The steel steam trawler A. Spence McDonald was launched from the Footdee yard of Hall Russell and Co Ltd (Yard No 485) on 31st January 1911. She measured 115.2′ x 22.1′ x 11.9′ and her tonnage was 195 gross tons, 76 net tons. She w as powered by a triple expansion steam engine by Hall Russell delivering 78 registered horse power.
Built for Richard Irvin and Sons Ltd of Aberdeen she was requisitioned fro Admiralty service as a minesweeper at the start of World War One. After the war she was sold to the Gamecock Steam Trawling Co Ltd and registered in Scarborough SH148. In 1930 she was purchased by Thomas H Scales of Edinburgh who changed her name to May Island and registered her in Leith LH194.

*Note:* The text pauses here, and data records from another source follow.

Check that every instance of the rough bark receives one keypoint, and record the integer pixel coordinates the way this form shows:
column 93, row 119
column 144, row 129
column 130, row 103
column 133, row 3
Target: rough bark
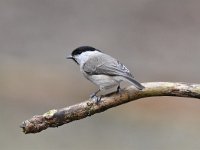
column 55, row 118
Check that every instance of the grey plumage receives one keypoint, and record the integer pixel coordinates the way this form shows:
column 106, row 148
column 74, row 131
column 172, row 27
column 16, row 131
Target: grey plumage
column 102, row 69
column 104, row 64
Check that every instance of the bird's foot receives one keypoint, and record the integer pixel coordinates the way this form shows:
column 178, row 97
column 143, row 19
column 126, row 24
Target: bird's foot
column 118, row 89
column 96, row 98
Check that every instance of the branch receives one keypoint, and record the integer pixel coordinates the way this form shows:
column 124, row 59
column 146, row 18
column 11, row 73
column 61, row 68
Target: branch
column 55, row 118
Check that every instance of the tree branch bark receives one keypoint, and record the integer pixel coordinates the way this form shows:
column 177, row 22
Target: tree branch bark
column 55, row 118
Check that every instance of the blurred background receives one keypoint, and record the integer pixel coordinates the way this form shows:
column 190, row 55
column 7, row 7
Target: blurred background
column 157, row 40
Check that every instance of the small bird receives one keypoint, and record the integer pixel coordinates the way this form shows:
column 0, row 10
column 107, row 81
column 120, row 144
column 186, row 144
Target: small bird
column 102, row 69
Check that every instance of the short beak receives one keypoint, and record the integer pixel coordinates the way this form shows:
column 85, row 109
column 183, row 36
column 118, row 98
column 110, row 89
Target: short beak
column 69, row 57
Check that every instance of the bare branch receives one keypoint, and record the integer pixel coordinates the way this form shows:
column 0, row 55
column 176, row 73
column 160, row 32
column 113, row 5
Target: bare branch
column 55, row 118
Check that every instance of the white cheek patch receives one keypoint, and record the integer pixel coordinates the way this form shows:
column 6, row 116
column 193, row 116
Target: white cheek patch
column 83, row 57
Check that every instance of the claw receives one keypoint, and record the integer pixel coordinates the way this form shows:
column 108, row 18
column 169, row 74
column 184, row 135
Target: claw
column 97, row 99
column 118, row 89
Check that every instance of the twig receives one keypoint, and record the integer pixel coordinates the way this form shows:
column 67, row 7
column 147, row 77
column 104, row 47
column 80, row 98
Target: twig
column 55, row 118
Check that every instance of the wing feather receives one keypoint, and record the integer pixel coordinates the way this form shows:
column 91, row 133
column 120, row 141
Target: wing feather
column 105, row 64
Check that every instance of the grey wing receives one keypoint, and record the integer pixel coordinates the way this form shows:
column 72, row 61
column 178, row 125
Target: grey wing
column 105, row 64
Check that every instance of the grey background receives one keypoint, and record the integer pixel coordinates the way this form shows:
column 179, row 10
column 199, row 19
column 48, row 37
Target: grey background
column 157, row 40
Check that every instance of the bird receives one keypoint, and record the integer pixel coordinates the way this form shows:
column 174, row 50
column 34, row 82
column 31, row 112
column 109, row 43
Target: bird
column 102, row 69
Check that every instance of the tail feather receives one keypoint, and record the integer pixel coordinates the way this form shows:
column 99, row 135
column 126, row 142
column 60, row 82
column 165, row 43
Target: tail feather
column 136, row 83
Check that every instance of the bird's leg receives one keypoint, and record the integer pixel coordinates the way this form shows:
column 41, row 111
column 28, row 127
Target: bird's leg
column 118, row 88
column 94, row 95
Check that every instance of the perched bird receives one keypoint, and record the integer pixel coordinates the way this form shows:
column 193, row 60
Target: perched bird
column 102, row 69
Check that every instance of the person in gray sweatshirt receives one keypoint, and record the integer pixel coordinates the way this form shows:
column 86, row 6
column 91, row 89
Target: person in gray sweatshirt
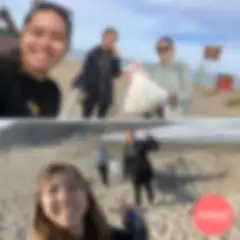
column 174, row 76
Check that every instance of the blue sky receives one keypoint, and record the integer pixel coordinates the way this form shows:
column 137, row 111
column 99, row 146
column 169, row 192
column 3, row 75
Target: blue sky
column 191, row 23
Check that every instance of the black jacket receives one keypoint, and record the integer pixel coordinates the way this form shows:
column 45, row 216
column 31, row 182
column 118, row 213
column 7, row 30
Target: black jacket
column 21, row 95
column 136, row 158
column 118, row 234
column 99, row 70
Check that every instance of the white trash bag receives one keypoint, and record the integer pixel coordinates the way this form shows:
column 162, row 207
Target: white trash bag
column 143, row 94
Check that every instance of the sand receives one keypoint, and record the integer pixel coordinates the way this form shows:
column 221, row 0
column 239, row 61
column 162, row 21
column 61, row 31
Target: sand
column 206, row 101
column 183, row 176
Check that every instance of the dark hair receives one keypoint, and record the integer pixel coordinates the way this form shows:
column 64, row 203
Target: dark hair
column 58, row 9
column 110, row 30
column 95, row 222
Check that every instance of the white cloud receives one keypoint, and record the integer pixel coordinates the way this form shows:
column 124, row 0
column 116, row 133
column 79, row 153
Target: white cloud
column 213, row 5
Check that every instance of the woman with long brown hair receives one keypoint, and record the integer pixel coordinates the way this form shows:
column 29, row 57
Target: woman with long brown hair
column 66, row 209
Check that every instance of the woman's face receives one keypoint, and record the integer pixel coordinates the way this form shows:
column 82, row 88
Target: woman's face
column 44, row 41
column 64, row 201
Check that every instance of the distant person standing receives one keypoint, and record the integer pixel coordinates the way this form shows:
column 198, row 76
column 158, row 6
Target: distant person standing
column 141, row 171
column 101, row 159
column 96, row 81
column 174, row 76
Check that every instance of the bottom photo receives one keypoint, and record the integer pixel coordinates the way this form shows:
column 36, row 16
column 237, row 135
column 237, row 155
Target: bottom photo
column 90, row 185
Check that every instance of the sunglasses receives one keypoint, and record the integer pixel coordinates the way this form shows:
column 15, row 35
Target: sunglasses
column 163, row 49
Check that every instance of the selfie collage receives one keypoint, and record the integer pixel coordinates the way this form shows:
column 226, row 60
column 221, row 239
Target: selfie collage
column 119, row 120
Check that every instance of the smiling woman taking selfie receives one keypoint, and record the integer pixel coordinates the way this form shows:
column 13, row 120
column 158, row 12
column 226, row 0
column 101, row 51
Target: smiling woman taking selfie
column 65, row 208
column 26, row 90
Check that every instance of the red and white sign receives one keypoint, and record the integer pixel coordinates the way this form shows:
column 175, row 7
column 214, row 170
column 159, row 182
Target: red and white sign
column 213, row 215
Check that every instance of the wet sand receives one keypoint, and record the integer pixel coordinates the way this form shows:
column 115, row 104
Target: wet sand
column 205, row 102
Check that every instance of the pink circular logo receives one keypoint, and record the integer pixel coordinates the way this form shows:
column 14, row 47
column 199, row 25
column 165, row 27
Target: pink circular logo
column 213, row 215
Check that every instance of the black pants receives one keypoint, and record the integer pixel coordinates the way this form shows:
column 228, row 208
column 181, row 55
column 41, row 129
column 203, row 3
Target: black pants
column 138, row 187
column 91, row 103
column 103, row 173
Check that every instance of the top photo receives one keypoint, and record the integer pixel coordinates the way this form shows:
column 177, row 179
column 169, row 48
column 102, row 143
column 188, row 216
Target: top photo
column 138, row 59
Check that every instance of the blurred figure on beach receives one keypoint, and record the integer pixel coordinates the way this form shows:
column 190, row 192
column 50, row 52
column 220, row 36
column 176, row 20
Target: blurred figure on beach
column 65, row 208
column 175, row 77
column 26, row 90
column 133, row 220
column 137, row 166
column 96, row 81
column 101, row 160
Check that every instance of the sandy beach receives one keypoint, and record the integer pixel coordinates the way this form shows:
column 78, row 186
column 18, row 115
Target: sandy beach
column 206, row 102
column 182, row 176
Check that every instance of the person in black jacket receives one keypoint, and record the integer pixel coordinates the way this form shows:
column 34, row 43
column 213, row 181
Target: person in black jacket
column 26, row 90
column 138, row 166
column 96, row 81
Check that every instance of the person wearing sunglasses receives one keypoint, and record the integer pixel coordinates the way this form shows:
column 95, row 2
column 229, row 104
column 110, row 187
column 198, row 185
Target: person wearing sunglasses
column 174, row 76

On 14th February 1936 the May Island departed from Granton harbour under the command of her usual skipper James Carvit. He had a crew of nine men aboard and was heading for the Icelandic fishing grounds. She disappeared en route in a violent strom with the loss of all of her crew and initially her fate was a mystery. However, on 18th February wreckage of a vessel was reported coming ashore at Lamba Ness, Norwick, Unst. Among the wreckage was a lifebuoy with the name ‘May Island’ and the trawler’s fate was apparent. Clearly the vessel had wrecked near this headland with the loss of everyone aboard. As people from the shore searched for survivors they spotted the ship’s mast protruding slightly above the surface of the boiling sea close to the edge of the rocks. On February 26th when the weather finally abated salvage agents who had arrived in the island were able to inspect the wreck which they reported lying on her starboard side at an angle of forty five degrees in 15 metres of water seventy yards from the shoreline. It was immediately obvious that successful salvage would be impossible.
The remaining wreckage of the May Island is reported by divers in approximate position 60° 48.862’N, 000° 45.715’W. The wreckage is well broken although the boiler is still visible as the largest surviving piece of the wreck.